There is often a balance between complexity, flexibility, and cost. Increased flexibility, such as a component-based application, can result in higher complexity and, therefore, higher cost. Pulling the different levers often negatively impacts one of the others. Driving a consistent simplification strategy across the different constraint areas is often the best way to achieve a successful outcome.
Landscape migration to cloud, combined with application rationalization delivered through a simplified partner ecosystem, is a proven way to achieve improvements across all levers. The ultimate objective is to procure an “Everything-as-a-Service” platform that achieves this with a simplified commercial model.
- n-Modal pace of change—“Enhance at speed”
While Gartner describes a bimodal approach to delivery, we agreed more on the need for an “n” or multimodal approach based on the risk associated with the relevant application. This risk association tends to align with the Gartner Pace Layering model, but provides more granularity.
The challenge is how to implement such an n-modal approach with effective governance but approaches exist and we are already starting the implementation with a number of clients.
- Seed-funding to self-funding transformation—“Innovate 4 value”
In order to address investment lock, we are looking at areas where seed funding from partners can be used to effectively release value and kick-start transformation. Examples include offers from IaaS partners that free up cash, or small FoC pilots that deliver immediate value, innovation pots, or finance tools such as receivables funding. All can be creatively used to get the ball rolling and show a downward trend on costs with an upward trend on value.

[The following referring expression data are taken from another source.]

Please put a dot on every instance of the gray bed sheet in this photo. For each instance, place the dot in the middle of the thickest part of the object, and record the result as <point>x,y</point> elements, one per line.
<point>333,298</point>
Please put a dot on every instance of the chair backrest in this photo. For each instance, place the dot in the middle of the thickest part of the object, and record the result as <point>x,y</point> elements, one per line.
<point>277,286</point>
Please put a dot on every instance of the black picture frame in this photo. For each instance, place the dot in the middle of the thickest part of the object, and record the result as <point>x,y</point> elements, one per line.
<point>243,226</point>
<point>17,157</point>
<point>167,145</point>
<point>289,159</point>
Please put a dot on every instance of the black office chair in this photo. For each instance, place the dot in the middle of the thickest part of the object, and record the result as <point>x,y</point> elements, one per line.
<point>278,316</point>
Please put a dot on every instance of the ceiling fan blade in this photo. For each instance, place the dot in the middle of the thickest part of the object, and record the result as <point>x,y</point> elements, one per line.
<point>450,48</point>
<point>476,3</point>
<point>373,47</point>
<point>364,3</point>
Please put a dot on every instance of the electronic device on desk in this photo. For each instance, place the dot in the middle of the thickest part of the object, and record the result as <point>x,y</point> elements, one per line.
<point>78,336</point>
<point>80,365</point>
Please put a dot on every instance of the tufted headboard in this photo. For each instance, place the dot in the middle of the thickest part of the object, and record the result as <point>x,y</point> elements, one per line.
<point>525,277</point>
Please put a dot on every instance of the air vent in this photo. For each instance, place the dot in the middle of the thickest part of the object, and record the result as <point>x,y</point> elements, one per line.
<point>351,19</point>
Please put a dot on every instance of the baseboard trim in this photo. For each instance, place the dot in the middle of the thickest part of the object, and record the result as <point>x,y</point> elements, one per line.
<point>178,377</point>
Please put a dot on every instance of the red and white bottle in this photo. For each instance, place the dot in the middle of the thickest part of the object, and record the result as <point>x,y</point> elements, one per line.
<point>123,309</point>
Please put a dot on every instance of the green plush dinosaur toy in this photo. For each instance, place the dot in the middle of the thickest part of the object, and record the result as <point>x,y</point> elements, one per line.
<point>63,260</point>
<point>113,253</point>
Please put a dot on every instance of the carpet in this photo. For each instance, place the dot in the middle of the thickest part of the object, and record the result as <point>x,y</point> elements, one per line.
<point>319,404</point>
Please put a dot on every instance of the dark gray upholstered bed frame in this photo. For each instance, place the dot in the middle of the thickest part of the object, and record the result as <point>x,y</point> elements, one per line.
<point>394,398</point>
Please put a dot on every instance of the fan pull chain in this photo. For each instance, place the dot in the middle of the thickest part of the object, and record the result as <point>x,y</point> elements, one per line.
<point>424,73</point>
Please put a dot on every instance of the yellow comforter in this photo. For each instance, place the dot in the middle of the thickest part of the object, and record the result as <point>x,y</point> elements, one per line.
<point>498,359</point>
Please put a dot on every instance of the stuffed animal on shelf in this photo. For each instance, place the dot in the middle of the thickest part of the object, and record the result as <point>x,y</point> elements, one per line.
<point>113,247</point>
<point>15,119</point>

So, in summary, while innovation may be seen more frequently in the area of digital platforms, it is great to see that the right attitude, coupled with clear vision, can address existing constraints to deliver value.
And finally, it’s worth remembering that a lot of value is tied up in legacy applications through things such as Big Data, integration, efficient business processes, etc. Lighting the spark and releasing it is a great enabler for business change.